Per avere un parametro di riferimento, l’osmolarità del plasma sanguigno vale circa 0.3 osm/l, il che significa che in un litro di plasma ci sono circa 0,3 moli di materia capaci di attirare acqua.

(Approfondiamo: la mole è una quantità di materia che ha un peso in grammi pari al peso molecolare della sostanza; ad esempio, il peso molecolare del glucosio è 180, quindi una mole di glucosio contiene 180 grammi di glucosio.)

Cosa ne facciamo di queste informazioni? È facile: come avrete notato, per la pressione osmotica sono le moli che contano, non i grammi: quindi, se a parità di potere calorico una sostanza ha un peso molecolare più basso di un’altra, potremo metterne di più nella nostra bibita (aumentando quindi l’apporto di energia) senza che la bevanda diventi ipertonica! Quindi, più nutriente ed egualmente dissetante! O, a scelta, ugualmente nutriente ma più dissetante.

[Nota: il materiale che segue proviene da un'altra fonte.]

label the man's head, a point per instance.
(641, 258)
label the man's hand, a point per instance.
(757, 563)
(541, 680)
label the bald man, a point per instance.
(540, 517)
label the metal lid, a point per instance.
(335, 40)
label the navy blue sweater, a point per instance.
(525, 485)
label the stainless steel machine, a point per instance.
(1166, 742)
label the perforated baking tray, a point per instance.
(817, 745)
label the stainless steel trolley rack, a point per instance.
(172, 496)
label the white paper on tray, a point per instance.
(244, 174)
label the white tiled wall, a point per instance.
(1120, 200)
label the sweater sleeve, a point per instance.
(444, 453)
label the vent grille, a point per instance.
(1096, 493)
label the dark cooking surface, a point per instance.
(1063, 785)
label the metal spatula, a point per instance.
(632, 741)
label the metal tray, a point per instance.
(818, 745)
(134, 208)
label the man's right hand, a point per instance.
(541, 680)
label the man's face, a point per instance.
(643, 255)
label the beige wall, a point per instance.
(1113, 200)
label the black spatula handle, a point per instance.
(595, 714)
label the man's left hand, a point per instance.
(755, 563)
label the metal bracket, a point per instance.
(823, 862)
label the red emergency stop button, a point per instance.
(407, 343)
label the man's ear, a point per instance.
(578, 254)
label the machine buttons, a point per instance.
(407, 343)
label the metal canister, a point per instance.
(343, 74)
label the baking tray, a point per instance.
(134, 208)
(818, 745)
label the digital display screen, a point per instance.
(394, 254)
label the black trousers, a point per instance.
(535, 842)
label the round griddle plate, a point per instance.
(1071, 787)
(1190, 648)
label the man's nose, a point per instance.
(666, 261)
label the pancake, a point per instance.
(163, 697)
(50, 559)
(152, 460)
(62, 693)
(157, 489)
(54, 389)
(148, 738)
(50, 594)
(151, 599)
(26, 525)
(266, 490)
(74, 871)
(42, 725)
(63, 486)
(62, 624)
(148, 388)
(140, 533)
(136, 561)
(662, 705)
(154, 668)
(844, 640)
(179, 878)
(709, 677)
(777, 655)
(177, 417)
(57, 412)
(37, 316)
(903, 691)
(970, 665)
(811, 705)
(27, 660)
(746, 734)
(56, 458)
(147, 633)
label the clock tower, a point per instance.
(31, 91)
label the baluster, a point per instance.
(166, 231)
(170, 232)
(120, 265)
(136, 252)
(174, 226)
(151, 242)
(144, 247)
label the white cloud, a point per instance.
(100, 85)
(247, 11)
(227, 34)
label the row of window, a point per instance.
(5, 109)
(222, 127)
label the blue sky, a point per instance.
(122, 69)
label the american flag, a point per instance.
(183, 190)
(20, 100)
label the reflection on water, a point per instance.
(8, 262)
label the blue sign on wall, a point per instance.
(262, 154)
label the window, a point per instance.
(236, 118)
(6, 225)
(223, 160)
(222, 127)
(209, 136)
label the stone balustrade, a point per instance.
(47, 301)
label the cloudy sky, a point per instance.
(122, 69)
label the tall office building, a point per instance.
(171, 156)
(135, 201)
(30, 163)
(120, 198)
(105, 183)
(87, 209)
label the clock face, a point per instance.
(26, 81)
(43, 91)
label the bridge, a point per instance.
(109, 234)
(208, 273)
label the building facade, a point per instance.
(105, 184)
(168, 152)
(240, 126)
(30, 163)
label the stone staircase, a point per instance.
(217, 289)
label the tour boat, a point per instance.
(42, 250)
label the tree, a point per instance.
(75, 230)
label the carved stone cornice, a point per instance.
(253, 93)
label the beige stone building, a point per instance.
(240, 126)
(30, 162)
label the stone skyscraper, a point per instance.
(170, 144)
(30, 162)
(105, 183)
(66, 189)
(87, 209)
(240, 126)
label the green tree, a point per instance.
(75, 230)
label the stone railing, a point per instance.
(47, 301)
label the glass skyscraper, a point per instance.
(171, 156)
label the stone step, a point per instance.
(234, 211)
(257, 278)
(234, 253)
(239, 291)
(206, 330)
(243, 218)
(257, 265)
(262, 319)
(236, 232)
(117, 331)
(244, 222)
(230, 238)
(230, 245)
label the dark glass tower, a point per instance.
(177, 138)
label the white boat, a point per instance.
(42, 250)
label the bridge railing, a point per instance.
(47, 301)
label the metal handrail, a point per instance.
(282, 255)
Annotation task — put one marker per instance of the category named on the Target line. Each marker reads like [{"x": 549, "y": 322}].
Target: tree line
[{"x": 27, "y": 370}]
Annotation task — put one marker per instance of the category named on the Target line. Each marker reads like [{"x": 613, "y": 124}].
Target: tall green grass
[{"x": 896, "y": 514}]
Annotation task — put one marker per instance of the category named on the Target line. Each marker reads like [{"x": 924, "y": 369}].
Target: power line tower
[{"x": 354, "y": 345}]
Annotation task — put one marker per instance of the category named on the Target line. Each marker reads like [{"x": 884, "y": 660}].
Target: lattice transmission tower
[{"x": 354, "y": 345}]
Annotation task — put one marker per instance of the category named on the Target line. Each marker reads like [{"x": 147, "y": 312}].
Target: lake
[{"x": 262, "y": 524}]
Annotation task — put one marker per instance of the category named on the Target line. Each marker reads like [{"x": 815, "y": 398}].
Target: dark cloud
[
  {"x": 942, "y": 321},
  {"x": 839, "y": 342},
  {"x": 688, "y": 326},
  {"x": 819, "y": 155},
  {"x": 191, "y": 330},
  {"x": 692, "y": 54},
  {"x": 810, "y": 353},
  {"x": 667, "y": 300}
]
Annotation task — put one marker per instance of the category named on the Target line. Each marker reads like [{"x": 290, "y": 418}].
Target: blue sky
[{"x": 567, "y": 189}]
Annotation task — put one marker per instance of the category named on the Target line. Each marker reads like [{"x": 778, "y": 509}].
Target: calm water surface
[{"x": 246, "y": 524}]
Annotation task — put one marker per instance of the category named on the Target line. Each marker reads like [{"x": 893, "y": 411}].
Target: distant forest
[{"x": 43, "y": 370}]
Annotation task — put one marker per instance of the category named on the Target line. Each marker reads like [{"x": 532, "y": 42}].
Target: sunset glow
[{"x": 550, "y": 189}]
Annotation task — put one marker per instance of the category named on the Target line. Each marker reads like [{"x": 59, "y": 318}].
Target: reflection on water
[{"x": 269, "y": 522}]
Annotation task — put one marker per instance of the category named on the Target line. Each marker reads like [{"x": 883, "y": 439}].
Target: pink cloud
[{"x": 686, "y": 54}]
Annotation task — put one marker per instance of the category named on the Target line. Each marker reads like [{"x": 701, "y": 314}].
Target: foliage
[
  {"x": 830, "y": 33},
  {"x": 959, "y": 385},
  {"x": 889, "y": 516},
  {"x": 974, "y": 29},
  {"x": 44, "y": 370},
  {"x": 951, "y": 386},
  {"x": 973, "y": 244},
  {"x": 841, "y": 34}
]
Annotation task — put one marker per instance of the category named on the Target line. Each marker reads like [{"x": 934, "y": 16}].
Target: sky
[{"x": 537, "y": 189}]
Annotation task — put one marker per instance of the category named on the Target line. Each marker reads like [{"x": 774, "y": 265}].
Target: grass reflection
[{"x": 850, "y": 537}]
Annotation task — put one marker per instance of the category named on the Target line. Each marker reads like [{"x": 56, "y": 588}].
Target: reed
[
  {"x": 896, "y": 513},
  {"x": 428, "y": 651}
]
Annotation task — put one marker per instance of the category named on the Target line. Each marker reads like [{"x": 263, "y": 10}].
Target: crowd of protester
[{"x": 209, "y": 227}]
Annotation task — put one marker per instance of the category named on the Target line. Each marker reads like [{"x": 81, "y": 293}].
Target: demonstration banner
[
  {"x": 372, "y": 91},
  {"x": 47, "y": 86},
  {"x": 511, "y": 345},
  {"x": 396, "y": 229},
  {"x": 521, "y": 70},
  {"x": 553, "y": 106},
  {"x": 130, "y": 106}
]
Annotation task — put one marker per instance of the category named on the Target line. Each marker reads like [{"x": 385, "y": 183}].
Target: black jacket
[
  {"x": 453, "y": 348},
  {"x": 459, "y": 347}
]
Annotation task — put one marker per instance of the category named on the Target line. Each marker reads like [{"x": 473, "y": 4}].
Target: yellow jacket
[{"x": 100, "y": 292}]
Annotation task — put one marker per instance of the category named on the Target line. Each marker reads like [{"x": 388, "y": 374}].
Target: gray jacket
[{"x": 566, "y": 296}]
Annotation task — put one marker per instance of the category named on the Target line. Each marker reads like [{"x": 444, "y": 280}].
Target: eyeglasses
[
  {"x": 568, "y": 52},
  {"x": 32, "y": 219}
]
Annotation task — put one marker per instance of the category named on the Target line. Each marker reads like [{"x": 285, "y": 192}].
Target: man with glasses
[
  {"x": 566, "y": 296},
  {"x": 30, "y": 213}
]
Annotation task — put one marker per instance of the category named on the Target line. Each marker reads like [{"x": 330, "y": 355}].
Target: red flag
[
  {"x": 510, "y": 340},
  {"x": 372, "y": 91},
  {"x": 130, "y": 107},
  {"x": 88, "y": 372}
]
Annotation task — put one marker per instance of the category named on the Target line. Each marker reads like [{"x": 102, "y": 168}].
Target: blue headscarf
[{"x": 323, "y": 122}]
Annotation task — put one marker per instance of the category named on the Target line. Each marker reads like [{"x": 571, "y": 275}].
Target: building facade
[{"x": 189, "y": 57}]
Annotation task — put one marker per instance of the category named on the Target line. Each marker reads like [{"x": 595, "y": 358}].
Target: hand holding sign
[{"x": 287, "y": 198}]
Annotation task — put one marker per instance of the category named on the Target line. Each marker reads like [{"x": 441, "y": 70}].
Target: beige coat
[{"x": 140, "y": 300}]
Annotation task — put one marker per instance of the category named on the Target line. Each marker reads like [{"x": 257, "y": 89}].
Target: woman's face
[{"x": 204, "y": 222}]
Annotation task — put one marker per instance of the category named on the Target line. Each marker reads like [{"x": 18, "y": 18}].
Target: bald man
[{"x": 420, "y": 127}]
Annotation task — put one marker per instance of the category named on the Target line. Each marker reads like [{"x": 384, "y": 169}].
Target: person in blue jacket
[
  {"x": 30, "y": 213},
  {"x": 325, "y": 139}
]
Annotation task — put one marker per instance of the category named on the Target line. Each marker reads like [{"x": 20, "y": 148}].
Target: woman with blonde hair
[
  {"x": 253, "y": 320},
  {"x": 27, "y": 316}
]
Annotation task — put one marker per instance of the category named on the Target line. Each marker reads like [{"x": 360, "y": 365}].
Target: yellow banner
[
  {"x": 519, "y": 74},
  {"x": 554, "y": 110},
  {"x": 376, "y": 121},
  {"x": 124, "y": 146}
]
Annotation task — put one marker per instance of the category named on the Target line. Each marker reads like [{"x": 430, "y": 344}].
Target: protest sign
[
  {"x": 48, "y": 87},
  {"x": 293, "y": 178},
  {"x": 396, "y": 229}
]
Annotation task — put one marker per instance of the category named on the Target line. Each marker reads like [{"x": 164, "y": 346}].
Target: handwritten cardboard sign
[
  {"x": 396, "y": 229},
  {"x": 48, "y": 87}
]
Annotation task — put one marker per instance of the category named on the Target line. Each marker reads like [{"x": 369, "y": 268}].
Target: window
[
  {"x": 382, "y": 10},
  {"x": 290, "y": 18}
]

Ad esempio le maltodestrine (un polimero del glucosio) hanno un peso molecolare molto alto (perché sono molecole molto grosse); quindi a parità di peso presentano pressione osmotica molto basssa rispetto ad altri glucidi, e sono ottime sostanze per una bibita energetica (quando proprio ci serve…).

Vi ricordo che abbiamo parlato dei polimeri degli zuccheri nella Bufala delle diete dimagranti.

Una considerazione finale: anche i sali minerali contribuiscono alla pressione osmotica di una soluzione; ma l’influenza dei glucidi (nelle quantità solitamente utilizzate) è di gran lunga maggiore. Ecco perché oggi abbiamo concentrato la nostra attenzione sugli zuccheri.

Ora abbiamo due elementi in più per controllare quello che compriamo/beviamo: una bibita commerciale dev’essere almeno ipotonica rispetto al plasma sanguigno, e da oggi potremo controllarne anche il valore di pressione osmotica (molte bibite lo dichiarano).
Ma ricordate che una buona acqua di fonte è quasi sempre la migliore soluzione per la nostra sete!